As a financial advisor, I can provide you with reams of data that suggest, over time, that it is reasonable to assume a 6% real rate of return instead of the 1.5% which I used in Part II. I might do this if you tell me you need $10,000 per month to live your life, and that if 1.5% is the upper limit, then you need a cool $3 million to make this work.
You aren’t likely to have $3 million? No problem! The internet has the answer!
You discover that a financial website has a free retirement calculator! (Why didn’t I think of that?) Just send us your money and we’ll guarantee you 7% per year and at some point in the future, you can begin taking a retirement income which you can never outlive!
How is it possible, in a world where 30 year mortgages cost only 3%, that an insurance company can guarantee a 7% return? Magic, I tell you! It’s magic!
To some degree, its the law of large numbers, which apply to the ageing population but not necessarily to you and me. If 10,000 people buy into the product, some are going to die early, some are going to quit early, and pay a large fee to take their money, and some will stay the course. Meanwhile, the insurance company has possession of your money, can play with hedging strategies and option trading and will almost assuredly come out ahead. I’ve never met an insurance company in my 37 years of doing this that didn’t have a profit motive. Virtually all of them succeed.

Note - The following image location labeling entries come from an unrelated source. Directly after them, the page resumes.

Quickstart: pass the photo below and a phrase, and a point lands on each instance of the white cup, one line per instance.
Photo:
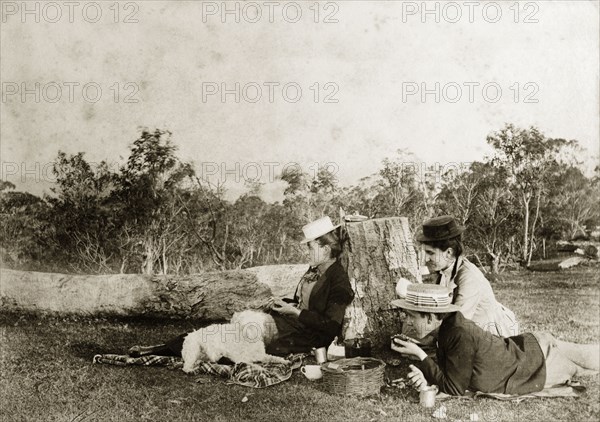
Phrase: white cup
(312, 372)
(401, 287)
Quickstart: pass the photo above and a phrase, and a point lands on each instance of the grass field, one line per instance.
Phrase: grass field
(47, 374)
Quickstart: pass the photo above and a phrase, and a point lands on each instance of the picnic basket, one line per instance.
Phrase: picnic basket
(361, 376)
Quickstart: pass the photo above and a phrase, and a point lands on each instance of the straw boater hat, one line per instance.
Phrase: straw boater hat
(427, 298)
(317, 229)
(440, 228)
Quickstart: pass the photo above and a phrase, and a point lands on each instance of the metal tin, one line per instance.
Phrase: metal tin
(427, 396)
(321, 354)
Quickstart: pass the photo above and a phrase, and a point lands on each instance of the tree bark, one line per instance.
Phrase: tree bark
(377, 253)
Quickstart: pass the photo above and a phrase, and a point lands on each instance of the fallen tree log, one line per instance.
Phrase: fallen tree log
(208, 296)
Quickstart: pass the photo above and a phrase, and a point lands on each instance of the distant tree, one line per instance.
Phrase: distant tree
(84, 214)
(150, 189)
(572, 202)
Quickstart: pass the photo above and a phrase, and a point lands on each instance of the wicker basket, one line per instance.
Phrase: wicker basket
(355, 376)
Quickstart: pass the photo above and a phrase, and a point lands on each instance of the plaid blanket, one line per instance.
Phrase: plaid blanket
(569, 389)
(253, 375)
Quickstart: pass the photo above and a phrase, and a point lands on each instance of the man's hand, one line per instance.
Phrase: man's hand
(284, 308)
(408, 348)
(416, 377)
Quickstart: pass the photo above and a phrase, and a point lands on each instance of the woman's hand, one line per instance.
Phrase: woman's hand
(408, 348)
(416, 377)
(284, 308)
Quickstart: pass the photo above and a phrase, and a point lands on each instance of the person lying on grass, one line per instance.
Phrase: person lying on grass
(313, 318)
(470, 358)
(441, 241)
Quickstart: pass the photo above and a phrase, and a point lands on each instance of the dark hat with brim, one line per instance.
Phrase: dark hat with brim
(440, 228)
(427, 298)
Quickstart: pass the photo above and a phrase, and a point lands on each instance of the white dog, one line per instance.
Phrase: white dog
(241, 340)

But back to the retirement question. If you are willing to take more equity market risk, and scale back the need for security, you can up the interest rate when calculating how much you need and get it closer to what you have or what you think you can manage. Each of us has a comfort level with risk, much of it fixed years ago, when we learned what level of discomfort we could live with and built our lives around that variable.
Here is one of the axioms of financial economics. If you are going to assume a higher expected investment return — like 6.5% — compared to what is available with no risk, then you must also allow for the possibility that things will not work out and you might earn much less than expected.
Average the two scenarios — and account for this risk properly — and you are left exactly where you started, namely the present value of your $1,000 under a risk-free return is $230,000 if you plan to life expectancy and $385,000 if you plan to the 95th percentile.
Assuming a more aggressive rate of return — or planning to some arbitrary age — and then claiming that retirement has suddenly become “cheaper” is a dangerous fallacy. It will end up costing many retirees quite dearly. Ask anyone who assumed a 6.5% investment return over the last decade — or the 100,000 American centenarians — how their retirement is panning out.
All you can do, professionally speaking, is develop a game plan that you and your spouse can live with. Identify all the variables you can, plug in the values that you know exist today, and be prepared to re-evaluate every twelve months or so. And then, when you have identified all the parts, put the plan in motion. If you need help, find someone like me that you can feel comfortable working with, and make it happen.